How it works (for now) at Pinterest

The Mozilla process worked well, but there was a lot of awkward steps that I didn’t want to replicate. Unfortunately we still had to markup strings. It’s a lot more difficult to do this with a social networking site (versus the Mozilla web sites) because you get messages like this:

Bob and 6 others liked your pin.

This involved writing a uniquely translatable messages for:

  • Bob liked your pin.
  • Bob and 1 other liked your pin.
  • Bob and n others liked your pin.

The hardest part was Pinterest was built without translation in mind–therefore assumptions were made about how we could dynamically construct sentences. For example (pseudo-code):

message = "Bob"
if others:
    message += "and n other"
    if n != 1:
        message += "s"
message += "liked your pin"

Localizing those four fragments (“Bob”, “and n other”, “s” and “liked your pin”) wouldn’t work as different languages have different rules for plurality, ordering of subjects and general sentence construction.

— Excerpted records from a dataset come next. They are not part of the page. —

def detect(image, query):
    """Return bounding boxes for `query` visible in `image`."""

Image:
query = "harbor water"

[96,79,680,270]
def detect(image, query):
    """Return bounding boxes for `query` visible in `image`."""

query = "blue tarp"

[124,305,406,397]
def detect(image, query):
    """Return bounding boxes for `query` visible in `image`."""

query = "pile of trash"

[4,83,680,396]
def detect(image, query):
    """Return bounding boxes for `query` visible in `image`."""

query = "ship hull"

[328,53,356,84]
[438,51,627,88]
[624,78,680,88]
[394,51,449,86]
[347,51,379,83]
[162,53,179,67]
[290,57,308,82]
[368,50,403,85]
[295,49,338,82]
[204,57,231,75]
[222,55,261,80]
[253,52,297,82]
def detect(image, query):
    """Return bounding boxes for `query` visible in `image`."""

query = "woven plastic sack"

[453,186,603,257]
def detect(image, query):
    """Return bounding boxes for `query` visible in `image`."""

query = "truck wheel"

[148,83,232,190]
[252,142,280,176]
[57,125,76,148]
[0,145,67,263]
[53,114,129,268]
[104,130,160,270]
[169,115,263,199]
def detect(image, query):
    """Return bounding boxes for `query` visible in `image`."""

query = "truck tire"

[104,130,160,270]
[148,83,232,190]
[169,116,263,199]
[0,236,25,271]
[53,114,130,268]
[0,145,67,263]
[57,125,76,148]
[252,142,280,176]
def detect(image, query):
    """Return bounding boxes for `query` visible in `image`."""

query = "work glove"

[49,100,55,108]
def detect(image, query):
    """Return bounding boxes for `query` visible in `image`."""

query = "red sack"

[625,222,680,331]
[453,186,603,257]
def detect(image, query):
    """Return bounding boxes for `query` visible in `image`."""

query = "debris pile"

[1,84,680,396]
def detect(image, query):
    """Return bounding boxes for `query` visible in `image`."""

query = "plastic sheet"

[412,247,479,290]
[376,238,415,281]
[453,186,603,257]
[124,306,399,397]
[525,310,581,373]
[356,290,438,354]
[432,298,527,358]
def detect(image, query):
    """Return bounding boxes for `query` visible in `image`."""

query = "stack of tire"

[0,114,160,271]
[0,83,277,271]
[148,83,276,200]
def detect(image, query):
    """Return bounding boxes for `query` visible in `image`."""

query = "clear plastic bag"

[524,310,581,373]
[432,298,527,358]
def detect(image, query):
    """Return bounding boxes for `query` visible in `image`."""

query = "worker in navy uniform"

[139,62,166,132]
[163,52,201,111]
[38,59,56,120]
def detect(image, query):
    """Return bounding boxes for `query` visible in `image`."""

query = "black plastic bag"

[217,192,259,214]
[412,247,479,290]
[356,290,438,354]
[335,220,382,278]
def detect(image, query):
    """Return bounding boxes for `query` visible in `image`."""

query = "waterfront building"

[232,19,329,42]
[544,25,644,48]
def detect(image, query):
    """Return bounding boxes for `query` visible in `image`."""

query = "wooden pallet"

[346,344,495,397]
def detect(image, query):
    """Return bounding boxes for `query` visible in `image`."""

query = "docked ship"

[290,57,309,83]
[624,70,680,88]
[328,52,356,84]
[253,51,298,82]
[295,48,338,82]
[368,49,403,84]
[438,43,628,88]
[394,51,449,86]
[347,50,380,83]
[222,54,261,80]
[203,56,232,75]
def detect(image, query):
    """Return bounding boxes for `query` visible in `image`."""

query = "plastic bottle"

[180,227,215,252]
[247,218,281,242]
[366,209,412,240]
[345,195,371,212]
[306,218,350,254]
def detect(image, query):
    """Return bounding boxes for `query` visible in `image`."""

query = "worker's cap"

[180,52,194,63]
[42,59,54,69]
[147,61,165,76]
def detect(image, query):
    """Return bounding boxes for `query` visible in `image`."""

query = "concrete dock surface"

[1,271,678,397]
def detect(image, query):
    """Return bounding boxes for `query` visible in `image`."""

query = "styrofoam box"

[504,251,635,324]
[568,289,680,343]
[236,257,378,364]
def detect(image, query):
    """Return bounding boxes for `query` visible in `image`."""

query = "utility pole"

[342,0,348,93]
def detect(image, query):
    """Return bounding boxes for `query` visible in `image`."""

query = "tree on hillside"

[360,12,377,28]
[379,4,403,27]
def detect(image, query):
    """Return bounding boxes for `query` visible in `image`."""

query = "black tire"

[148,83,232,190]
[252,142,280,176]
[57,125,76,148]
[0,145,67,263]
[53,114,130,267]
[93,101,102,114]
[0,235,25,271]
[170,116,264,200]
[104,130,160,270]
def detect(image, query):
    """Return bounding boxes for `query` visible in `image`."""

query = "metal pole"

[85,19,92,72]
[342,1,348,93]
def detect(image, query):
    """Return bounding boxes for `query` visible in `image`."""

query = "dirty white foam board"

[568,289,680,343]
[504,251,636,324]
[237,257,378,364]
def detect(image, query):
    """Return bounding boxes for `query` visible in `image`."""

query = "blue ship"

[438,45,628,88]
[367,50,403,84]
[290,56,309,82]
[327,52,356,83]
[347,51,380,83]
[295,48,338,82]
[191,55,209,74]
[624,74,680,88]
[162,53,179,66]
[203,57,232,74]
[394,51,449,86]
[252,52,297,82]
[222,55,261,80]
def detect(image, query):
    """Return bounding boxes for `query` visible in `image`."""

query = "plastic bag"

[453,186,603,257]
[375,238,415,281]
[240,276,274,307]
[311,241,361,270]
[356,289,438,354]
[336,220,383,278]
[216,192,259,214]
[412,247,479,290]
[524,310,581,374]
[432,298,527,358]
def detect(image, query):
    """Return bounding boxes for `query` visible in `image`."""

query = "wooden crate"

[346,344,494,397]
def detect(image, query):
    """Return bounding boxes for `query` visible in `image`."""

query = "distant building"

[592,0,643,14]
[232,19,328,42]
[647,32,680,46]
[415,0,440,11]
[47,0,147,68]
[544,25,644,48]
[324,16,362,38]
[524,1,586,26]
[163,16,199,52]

I spent a lot of time correcting these types of messages as well as doing in person code reviews in order to help other developers construct their own sentences. This is an on-going process and probably the most difficult part of translating .

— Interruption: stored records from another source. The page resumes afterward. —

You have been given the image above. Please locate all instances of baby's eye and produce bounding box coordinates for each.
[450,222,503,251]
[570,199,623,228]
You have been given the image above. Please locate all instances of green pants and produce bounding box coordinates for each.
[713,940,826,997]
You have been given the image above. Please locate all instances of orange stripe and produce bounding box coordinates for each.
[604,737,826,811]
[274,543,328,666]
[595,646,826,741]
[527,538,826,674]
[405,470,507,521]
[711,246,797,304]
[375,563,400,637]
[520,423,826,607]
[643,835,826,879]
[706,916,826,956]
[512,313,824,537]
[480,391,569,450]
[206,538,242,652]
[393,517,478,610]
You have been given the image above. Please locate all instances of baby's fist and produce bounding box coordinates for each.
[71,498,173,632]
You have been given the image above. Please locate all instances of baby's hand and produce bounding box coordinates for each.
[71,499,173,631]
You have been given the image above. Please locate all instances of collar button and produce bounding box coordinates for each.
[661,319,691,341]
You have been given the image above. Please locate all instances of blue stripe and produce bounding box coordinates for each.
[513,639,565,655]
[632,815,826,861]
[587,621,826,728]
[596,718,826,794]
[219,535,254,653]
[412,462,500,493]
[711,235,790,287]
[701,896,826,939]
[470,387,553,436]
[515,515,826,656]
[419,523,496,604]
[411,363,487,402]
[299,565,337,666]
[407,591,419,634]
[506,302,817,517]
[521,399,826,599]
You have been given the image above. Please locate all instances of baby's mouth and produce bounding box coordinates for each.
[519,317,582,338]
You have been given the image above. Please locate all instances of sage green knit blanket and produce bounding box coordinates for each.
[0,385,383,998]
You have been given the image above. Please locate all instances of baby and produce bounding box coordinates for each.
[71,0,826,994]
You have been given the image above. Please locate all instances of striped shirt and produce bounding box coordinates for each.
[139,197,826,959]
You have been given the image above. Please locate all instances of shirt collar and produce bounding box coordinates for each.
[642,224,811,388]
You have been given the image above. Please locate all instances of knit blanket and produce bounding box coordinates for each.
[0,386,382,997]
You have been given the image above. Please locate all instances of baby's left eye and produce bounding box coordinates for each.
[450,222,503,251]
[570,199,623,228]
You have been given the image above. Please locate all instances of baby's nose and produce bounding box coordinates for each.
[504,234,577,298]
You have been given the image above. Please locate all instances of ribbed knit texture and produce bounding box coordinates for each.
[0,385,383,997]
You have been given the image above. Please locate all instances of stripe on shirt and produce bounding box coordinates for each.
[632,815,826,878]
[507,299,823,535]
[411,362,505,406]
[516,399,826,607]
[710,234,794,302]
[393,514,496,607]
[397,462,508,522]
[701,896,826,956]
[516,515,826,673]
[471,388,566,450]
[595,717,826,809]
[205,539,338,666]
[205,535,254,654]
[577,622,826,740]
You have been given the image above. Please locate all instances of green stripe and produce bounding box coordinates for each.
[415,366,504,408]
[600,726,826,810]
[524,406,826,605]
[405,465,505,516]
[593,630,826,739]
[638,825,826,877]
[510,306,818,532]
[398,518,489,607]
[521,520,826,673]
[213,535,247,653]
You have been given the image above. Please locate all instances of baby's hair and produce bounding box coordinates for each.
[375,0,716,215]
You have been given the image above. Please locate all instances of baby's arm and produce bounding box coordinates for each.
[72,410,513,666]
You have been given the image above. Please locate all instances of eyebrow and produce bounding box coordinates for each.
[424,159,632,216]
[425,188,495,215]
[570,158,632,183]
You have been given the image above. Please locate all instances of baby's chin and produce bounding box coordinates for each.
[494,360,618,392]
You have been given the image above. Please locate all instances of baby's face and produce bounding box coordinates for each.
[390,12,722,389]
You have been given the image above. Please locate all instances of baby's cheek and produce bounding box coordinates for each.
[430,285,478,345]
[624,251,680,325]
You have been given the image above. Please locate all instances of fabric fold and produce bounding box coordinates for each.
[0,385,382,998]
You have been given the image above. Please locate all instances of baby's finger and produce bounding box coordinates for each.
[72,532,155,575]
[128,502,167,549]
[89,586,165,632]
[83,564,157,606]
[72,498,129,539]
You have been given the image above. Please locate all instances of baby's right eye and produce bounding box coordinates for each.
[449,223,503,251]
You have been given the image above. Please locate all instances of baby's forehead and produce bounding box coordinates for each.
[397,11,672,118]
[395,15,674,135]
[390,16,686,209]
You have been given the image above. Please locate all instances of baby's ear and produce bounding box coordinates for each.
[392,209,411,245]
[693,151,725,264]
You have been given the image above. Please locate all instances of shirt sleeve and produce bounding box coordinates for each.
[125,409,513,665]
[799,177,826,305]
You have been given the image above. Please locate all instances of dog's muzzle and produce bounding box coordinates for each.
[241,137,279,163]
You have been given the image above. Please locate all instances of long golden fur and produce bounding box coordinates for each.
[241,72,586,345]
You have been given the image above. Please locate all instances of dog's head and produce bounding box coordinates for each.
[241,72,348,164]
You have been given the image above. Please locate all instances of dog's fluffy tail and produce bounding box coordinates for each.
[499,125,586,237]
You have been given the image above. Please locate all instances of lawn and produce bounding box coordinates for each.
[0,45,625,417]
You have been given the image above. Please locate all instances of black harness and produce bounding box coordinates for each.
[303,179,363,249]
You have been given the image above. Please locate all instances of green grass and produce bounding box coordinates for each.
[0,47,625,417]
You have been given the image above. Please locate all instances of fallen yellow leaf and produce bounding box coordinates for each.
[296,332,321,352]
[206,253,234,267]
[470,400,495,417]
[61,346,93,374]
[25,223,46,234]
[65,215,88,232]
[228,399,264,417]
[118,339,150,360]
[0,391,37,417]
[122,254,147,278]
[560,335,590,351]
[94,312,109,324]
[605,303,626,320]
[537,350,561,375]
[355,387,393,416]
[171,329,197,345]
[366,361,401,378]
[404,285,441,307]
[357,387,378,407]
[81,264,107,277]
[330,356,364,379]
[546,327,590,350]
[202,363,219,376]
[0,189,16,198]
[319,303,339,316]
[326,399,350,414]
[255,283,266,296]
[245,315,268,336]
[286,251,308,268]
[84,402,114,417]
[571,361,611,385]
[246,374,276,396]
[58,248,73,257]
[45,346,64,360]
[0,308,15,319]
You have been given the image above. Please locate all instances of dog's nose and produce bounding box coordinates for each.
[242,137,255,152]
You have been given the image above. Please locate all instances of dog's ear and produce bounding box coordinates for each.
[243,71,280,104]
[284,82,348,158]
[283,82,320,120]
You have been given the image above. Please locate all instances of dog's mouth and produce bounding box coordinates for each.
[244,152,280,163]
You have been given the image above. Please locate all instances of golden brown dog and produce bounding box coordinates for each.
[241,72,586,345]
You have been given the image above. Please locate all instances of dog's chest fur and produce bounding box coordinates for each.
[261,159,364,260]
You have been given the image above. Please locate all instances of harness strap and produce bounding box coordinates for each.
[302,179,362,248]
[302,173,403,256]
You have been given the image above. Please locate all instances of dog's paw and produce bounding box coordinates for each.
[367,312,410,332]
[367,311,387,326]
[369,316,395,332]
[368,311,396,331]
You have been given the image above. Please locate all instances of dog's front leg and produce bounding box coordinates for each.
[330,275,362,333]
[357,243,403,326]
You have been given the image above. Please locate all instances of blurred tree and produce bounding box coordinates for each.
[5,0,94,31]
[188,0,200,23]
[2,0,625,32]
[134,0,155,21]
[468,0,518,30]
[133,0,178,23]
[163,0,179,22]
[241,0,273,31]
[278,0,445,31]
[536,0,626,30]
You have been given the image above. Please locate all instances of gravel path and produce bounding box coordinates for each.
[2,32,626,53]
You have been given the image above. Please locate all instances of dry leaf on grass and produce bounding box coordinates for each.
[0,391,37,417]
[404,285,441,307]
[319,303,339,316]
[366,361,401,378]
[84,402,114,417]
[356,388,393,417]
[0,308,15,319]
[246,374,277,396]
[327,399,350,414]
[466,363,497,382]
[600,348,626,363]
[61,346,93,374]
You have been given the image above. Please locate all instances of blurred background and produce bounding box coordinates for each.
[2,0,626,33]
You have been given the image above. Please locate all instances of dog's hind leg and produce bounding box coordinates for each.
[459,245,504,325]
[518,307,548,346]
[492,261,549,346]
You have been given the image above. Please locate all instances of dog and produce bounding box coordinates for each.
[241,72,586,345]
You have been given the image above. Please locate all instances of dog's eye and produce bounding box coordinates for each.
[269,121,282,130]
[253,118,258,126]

For a lot of these strings, it was a real simple change, I employed a lot of vim macros to assist me (set paste is your friend).

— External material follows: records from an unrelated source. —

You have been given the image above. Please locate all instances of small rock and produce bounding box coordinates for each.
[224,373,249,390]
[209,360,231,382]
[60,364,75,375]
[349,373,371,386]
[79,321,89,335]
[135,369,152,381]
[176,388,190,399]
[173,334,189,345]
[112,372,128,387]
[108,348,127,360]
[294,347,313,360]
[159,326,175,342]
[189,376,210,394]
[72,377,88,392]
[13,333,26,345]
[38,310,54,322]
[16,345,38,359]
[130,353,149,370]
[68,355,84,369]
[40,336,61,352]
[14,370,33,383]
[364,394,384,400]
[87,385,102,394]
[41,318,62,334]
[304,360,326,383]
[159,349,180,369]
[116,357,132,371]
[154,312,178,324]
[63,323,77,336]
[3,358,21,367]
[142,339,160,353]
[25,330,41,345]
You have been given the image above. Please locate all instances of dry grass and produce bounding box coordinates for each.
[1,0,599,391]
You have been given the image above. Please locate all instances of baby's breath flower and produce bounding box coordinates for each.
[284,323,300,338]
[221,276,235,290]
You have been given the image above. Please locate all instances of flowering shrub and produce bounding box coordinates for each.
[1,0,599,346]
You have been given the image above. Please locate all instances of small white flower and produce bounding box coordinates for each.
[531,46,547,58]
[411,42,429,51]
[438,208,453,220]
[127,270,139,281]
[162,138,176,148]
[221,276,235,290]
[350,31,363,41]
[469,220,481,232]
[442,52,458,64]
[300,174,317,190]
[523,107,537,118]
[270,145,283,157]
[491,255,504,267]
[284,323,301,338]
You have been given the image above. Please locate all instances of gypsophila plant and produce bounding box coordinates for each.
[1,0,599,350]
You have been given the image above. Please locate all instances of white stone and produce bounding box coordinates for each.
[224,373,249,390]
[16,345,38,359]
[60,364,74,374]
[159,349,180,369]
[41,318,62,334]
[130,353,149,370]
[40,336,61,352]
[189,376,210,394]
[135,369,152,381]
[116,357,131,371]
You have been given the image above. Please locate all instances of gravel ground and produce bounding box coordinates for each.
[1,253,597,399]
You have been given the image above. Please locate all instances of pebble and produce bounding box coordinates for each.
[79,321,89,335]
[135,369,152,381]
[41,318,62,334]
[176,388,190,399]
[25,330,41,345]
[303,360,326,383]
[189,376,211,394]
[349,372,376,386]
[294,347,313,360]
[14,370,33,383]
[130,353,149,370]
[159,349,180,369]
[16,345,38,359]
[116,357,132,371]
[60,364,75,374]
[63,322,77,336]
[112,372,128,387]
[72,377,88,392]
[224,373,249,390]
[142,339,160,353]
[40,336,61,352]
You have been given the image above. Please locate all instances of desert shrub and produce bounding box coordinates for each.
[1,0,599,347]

A tool that could find unmarked messages in our codebase would have been immensely useful. Instead I wrote a script to build a “!!!YELLING!!!” translation which uppercases everything and adds exclamations. This is a similar strategy that many teams use, including the Firefox Add-ons team, for finding untranslated text.

Translation

My colleague, Sarah, has been building a translation team. Together we figured out how we wanted to start. We decided to hire native translators who are familiar with our site. The feedback and discussion we’ve received for Latin American Spanish has been great. From them we’re able to identify things that are difficult to translate, and help build better message strings and context so that a translator can effectively do help write copy for our site.

Context can be screenshots (using CloudApp heavily) or just a lengthy comment explaining where a word is used in the site.

To help facilitate the actual translation we employ Transifex as a translation hub:

  • We take our extracted message template, upload it to transifex.
  • Transifex merges those strings into templates for each language.
  • Translators can download those language files and translate them, or they can translate them on the Transifex site directly.
  • We download the translated strings.

We automate this process and upload our messages weekly and download translations twice daily. This means developers just need to worry about marking new strings, everything routine is done for them.

Lessons

This process has gone well. We really liked focusing on one language to begin. It helped us narrow our focus. We learned that picking a small set of translators and eliminating as many of the levels as you can between engineer and translator is very useful. Keeping that loop tight allows you to keep translation quality high.

We had a lot of outside help. My former team, the web devs at Mozilla, specifically Wil Clouser, helped create some useful tools like tower. This utilizes gettext and babel which actually make light work of supporting internationalization. A lot of people, including Dan from Dropbox and Dimitri from Transifex have given us a lot of great advice, both technically and operationally. We’ve also had a lot of help from translators, volunteers and friendly Pinterest users, so thanks!

I’m excited to have Pinterest available to Spanish speakers (European Spanish is coming soon), and I’m excited to continue to bring this to the rest of the world.